Fully vaccinated means people are two weeks past their final dose of the vaccine.
“So we do want to dissuade those people from taking the space and that precious commodity for the really sick people,” he said.
Gerace said that’s what the city was trying to get at with the initial messaging. He said the city will update its guidelines on the testing locations website to be clearer about who should and should not get tested.
“The piece that we really want to make sure is that the people that need the test have those services available to them,” Gerace said.
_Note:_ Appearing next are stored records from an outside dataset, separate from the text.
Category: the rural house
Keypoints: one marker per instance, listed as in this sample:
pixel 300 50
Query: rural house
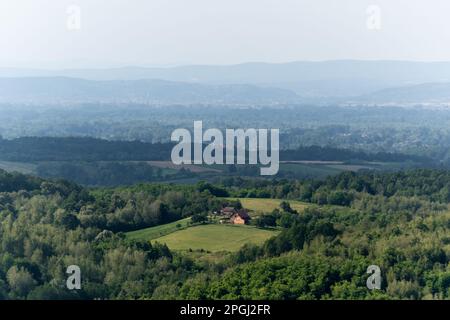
pixel 228 211
pixel 240 217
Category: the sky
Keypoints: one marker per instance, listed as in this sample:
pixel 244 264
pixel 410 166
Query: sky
pixel 115 33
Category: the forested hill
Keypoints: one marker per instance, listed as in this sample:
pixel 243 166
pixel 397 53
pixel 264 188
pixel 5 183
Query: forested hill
pixel 397 221
pixel 89 149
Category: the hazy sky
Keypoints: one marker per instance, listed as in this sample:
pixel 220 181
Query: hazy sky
pixel 35 33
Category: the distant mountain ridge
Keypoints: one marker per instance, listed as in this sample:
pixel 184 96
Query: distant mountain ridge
pixel 339 78
pixel 73 90
pixel 421 93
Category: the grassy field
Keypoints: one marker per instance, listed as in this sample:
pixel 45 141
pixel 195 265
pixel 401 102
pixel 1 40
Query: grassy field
pixel 268 205
pixel 158 231
pixel 215 237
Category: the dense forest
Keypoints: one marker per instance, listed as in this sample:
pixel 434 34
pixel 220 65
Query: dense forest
pixel 399 221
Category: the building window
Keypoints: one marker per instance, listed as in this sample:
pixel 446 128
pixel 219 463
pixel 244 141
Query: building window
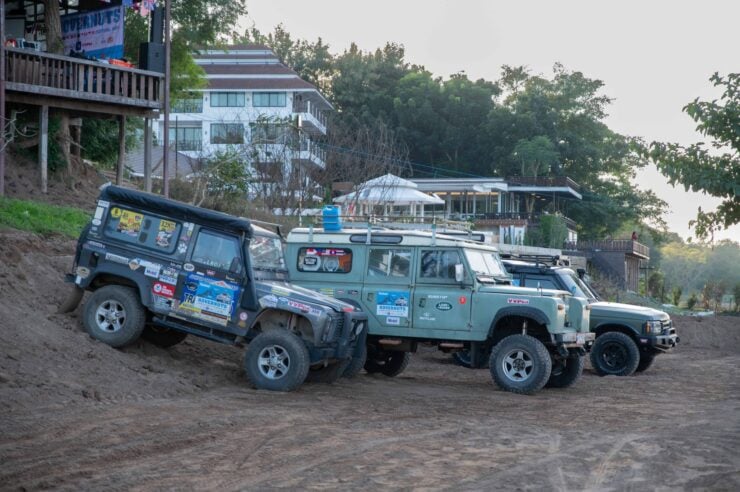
pixel 227 133
pixel 263 133
pixel 227 99
pixel 191 104
pixel 188 138
pixel 269 99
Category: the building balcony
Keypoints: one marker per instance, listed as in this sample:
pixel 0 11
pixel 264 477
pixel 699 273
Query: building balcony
pixel 543 182
pixel 190 105
pixel 311 119
pixel 482 221
pixel 43 79
pixel 306 152
pixel 626 246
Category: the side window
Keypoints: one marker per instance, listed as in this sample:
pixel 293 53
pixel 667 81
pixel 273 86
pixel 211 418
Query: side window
pixel 439 265
pixel 544 282
pixel 143 229
pixel 385 263
pixel 217 251
pixel 325 260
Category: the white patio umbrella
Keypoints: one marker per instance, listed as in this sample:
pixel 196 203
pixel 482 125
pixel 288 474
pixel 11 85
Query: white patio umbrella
pixel 389 190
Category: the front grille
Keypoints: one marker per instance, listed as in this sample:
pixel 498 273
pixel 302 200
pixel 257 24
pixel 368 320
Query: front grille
pixel 336 325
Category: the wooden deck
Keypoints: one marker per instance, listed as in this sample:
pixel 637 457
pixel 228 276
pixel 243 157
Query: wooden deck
pixel 44 79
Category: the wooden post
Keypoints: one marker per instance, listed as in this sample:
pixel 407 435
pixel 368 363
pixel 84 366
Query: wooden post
pixel 121 148
pixel 44 147
pixel 2 97
pixel 166 136
pixel 148 155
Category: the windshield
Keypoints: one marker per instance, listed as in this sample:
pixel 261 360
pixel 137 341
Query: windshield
pixel 266 253
pixel 486 263
pixel 576 286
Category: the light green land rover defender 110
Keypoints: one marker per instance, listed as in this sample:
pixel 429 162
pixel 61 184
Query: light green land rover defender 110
pixel 421 287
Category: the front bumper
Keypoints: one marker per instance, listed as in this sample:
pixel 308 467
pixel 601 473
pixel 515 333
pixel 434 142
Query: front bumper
pixel 342 347
pixel 659 343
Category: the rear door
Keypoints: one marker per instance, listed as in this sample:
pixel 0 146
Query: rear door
pixel 387 290
pixel 210 284
pixel 439 302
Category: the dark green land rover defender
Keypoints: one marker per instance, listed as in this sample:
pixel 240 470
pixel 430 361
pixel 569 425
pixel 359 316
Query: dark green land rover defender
pixel 162 269
pixel 419 287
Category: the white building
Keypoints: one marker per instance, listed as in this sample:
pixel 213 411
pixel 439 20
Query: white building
pixel 252 101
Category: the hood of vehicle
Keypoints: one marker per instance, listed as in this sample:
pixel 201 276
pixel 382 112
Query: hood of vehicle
pixel 299 294
pixel 626 311
pixel 524 291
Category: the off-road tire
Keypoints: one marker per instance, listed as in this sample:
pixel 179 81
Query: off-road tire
pixel 462 359
pixel 163 337
pixel 114 315
pixel 510 359
pixel 388 363
pixel 356 363
pixel 646 360
pixel 288 350
pixel 327 374
pixel 614 354
pixel 566 372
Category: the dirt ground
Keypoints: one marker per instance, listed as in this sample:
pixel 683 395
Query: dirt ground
pixel 77 414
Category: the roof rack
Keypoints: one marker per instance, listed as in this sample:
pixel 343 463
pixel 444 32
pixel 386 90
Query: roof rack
pixel 544 260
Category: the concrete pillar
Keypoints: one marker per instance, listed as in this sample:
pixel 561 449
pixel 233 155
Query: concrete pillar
pixel 148 154
pixel 44 147
pixel 121 149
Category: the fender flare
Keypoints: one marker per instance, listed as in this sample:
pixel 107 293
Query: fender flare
pixel 523 311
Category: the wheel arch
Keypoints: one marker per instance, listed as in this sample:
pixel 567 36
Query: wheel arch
pixel 103 279
pixel 509 321
pixel 278 319
pixel 611 327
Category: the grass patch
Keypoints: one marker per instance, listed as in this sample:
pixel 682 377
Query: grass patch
pixel 42 218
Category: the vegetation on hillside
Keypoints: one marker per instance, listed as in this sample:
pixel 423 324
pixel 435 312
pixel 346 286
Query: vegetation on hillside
pixel 42 218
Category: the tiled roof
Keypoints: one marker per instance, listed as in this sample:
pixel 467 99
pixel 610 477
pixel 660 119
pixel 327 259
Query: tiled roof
pixel 179 164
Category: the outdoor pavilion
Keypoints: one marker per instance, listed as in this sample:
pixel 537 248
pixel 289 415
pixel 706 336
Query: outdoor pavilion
pixel 387 195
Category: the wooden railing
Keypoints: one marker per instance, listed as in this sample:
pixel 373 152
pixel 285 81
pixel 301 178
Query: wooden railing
pixel 555 181
pixel 628 246
pixel 76 78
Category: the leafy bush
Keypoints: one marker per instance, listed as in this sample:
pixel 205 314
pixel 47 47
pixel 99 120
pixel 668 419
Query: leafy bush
pixel 691 302
pixel 676 295
pixel 42 218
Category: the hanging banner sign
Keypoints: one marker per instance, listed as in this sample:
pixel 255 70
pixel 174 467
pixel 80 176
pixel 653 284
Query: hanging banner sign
pixel 98 33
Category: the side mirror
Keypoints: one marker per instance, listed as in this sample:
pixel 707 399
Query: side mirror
pixel 459 272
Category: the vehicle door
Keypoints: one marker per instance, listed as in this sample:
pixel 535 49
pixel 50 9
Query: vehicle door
pixel 210 283
pixel 386 292
pixel 439 302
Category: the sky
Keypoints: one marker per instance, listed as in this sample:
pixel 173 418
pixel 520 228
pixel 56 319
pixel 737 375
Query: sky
pixel 654 56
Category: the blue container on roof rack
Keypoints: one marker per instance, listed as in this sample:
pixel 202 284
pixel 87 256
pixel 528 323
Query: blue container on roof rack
pixel 331 218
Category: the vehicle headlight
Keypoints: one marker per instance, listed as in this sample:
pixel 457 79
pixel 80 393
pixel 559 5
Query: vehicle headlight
pixel 654 327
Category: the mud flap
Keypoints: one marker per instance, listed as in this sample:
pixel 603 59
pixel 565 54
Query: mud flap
pixel 72 301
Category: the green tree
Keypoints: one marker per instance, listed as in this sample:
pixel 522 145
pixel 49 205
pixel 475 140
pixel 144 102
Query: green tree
pixel 713 168
pixel 676 295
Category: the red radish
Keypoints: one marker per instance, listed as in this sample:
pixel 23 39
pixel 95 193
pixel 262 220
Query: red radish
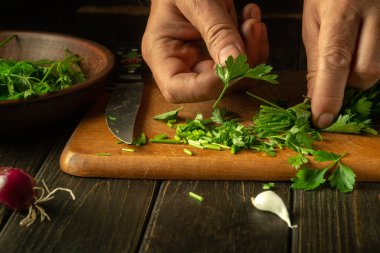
pixel 18 191
pixel 16 188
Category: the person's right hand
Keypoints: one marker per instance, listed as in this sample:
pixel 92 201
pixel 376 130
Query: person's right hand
pixel 184 39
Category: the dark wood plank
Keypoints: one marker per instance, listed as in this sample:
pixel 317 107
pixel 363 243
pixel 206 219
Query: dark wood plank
pixel 108 215
pixel 329 221
pixel 284 41
pixel 225 222
pixel 27 153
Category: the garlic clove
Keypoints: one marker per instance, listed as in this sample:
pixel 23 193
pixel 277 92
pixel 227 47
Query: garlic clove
pixel 271 202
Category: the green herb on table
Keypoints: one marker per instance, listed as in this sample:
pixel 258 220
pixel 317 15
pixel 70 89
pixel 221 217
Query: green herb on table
pixel 268 186
pixel 275 128
pixel 128 150
pixel 188 152
pixel 343 177
pixel 140 140
pixel 236 69
pixel 168 115
pixel 103 154
pixel 196 196
pixel 358 111
pixel 25 79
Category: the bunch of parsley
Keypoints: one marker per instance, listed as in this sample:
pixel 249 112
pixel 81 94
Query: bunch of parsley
pixel 275 128
pixel 24 79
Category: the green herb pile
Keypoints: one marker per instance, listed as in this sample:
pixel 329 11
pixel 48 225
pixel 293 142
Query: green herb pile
pixel 24 79
pixel 275 128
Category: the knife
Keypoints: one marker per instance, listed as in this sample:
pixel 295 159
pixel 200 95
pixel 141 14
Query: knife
pixel 126 97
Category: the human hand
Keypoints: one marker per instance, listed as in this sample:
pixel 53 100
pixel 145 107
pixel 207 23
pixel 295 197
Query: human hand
pixel 184 39
pixel 342 41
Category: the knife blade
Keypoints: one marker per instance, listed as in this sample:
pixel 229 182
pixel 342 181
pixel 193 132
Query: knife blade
pixel 122 109
pixel 126 97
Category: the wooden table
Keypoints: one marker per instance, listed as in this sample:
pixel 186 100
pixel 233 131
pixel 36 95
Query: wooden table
pixel 115 215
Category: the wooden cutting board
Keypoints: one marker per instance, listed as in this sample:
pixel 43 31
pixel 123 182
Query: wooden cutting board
pixel 168 161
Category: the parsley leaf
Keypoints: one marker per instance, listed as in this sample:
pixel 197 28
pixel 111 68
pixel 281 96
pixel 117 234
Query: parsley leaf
pixel 298 160
pixel 358 111
pixel 141 140
pixel 308 179
pixel 323 156
pixel 343 178
pixel 268 186
pixel 236 69
pixel 168 115
pixel 222 115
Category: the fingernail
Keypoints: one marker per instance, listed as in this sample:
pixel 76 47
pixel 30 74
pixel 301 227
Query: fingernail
pixel 325 120
pixel 224 53
pixel 257 30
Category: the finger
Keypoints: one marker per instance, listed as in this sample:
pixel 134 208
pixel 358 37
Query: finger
pixel 181 84
pixel 337 40
pixel 254 34
pixel 251 32
pixel 263 45
pixel 252 11
pixel 310 35
pixel 217 27
pixel 366 68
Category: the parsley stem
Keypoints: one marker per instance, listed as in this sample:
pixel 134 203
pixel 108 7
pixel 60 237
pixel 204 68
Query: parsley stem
pixel 187 152
pixel 103 154
pixel 165 141
pixel 211 146
pixel 265 101
pixel 195 144
pixel 221 95
pixel 128 149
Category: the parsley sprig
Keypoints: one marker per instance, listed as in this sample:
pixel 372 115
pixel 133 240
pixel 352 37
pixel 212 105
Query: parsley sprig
pixel 275 128
pixel 342 178
pixel 236 69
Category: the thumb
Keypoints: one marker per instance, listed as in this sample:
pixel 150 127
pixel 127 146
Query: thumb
pixel 217 23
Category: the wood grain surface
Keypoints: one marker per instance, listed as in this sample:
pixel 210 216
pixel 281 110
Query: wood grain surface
pixel 168 161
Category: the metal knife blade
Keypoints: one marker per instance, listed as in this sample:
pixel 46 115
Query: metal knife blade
pixel 122 109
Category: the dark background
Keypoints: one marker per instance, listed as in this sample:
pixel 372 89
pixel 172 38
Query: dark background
pixel 121 23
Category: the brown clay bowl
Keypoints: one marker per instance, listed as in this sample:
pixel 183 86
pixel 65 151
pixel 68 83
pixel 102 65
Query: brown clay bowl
pixel 28 115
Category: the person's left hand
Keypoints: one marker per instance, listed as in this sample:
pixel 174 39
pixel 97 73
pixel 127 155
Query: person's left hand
pixel 342 41
pixel 184 39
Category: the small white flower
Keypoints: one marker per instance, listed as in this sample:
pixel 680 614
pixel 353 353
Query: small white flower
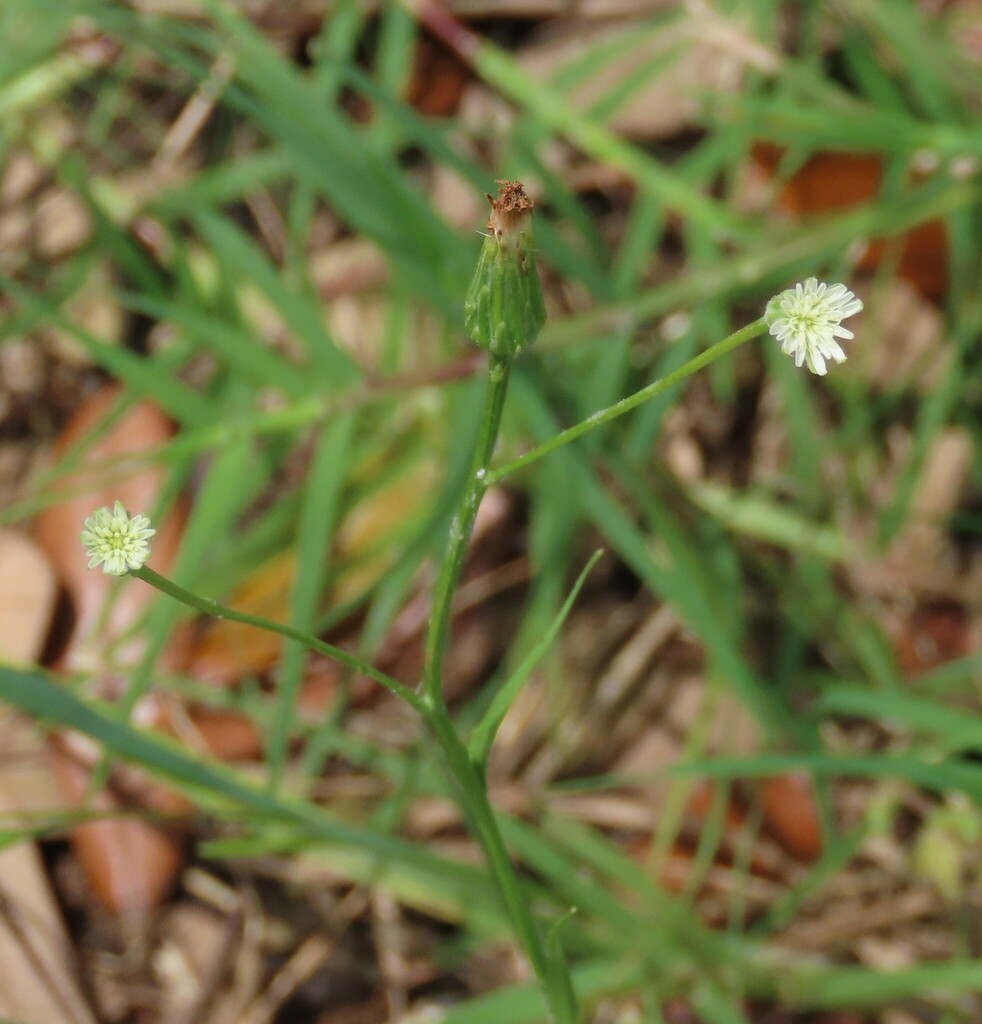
pixel 807 320
pixel 117 540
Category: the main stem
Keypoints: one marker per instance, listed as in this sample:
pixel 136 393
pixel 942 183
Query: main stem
pixel 461 529
pixel 472 784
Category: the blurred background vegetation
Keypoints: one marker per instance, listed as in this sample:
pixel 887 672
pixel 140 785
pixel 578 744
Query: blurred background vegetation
pixel 235 240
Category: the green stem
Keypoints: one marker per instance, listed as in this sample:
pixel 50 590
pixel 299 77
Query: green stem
pixel 477 807
pixel 461 529
pixel 210 607
pixel 472 785
pixel 754 330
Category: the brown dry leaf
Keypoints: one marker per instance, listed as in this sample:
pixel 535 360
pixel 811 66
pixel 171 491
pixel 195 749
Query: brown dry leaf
pixel 792 814
pixel 686 64
pixel 36 981
pixel 28 593
pixel 838 180
pixel 910 350
pixel 227 652
pixel 129 862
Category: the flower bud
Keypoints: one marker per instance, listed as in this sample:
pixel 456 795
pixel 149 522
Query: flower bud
pixel 504 310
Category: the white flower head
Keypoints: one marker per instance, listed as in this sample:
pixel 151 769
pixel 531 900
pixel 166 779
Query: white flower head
pixel 117 540
pixel 807 320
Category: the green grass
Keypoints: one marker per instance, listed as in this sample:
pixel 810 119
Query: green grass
pixel 717 552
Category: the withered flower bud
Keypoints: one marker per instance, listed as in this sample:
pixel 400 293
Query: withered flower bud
pixel 504 310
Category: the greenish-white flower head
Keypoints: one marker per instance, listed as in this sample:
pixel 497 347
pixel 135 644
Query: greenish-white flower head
pixel 117 540
pixel 807 321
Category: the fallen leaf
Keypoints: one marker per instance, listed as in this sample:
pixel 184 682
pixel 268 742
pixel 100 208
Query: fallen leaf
pixel 792 814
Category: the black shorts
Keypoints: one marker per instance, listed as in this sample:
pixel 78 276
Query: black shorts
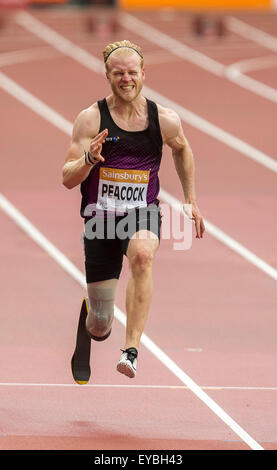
pixel 105 244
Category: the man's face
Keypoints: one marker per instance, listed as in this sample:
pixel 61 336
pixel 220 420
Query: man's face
pixel 125 75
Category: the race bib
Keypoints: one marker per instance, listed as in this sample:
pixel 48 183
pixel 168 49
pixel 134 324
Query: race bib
pixel 121 190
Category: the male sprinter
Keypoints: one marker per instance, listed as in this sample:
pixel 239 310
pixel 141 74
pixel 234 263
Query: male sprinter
pixel 115 155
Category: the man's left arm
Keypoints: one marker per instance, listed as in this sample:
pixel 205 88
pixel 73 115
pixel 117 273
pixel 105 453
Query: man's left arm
pixel 184 163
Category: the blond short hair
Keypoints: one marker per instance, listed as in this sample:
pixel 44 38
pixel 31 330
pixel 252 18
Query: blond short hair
pixel 119 45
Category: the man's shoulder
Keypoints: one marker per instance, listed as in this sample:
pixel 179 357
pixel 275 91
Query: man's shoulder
pixel 89 113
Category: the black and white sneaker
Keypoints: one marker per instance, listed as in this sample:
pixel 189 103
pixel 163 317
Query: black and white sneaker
pixel 127 364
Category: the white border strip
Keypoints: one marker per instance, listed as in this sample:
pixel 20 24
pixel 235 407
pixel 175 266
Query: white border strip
pixel 73 271
pixel 86 59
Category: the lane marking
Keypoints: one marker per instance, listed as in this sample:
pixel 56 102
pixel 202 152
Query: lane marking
pixel 86 59
pixel 179 49
pixel 38 237
pixel 64 125
pixel 73 271
pixel 135 386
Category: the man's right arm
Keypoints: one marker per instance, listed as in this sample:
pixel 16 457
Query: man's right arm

He also emphasized that there are several other places to get tested in the city.
Those other locations include a state-funded site at the Alaska Airlines Center, which doesn’t list any guidance on who should be tested there, and the site at Ted Stevens Anchorage International Airport, which is labeled as offering asymptomatic testing only. Both are operated by Capstone Clinic. Free testing is also available at Walgreens.
The sites operated by Visit Healthcare are the ones the city controls, Ward-Waller said, which is why other testing locations listed on the website don’t have the same disclaimer.
An upcoming request for more funding
Testing is reimbursable by the Federal Emergency Management Agency, but it has to be both fair and equitable and also comply with CDC guidelines, according to Gerace. Plus, the city has to foot the bill for as long as a year, Gerace said.
“Cutting hours doesn’t mean we’re cutting access for people. I’m actually ensuring that,” Gerace said. “Because if the money runs out, there’s no testing between (Oct.) 18 and 26.”
Corey Allen Young, spokesman for Anchorage Mayor Dave Bronson, said that the administration would be submitting a request for additional funding to the Anchorage Assembly “in the near future.”
“Until supplemental funding is secured, the Municipality of Anchorage is actively managing our current resources to continue testing through the end of the month,” Young said in an email.
The guidance from the city “absolutely, completely aligns with the state guidance,” the state’s chief medical officer, Dr. Anne Zink, said in a call with reporters Thursday. She also called state’s testing guidance “a little bit more extensive.”
The state’s guidelines for asymptomatic and unvaccinated people may include testing for routine screening as required by local communities, when admitted to health care facility, residents and staff in certain healthcare settings and workers in congregate settings.
The state also lists “limited testing of asymptomatic vaccinated persons,” and recommends that people who are fully vaccinated against the virus and who are not showing symptoms or had recent exposure be exempted from routine screening programs if possible.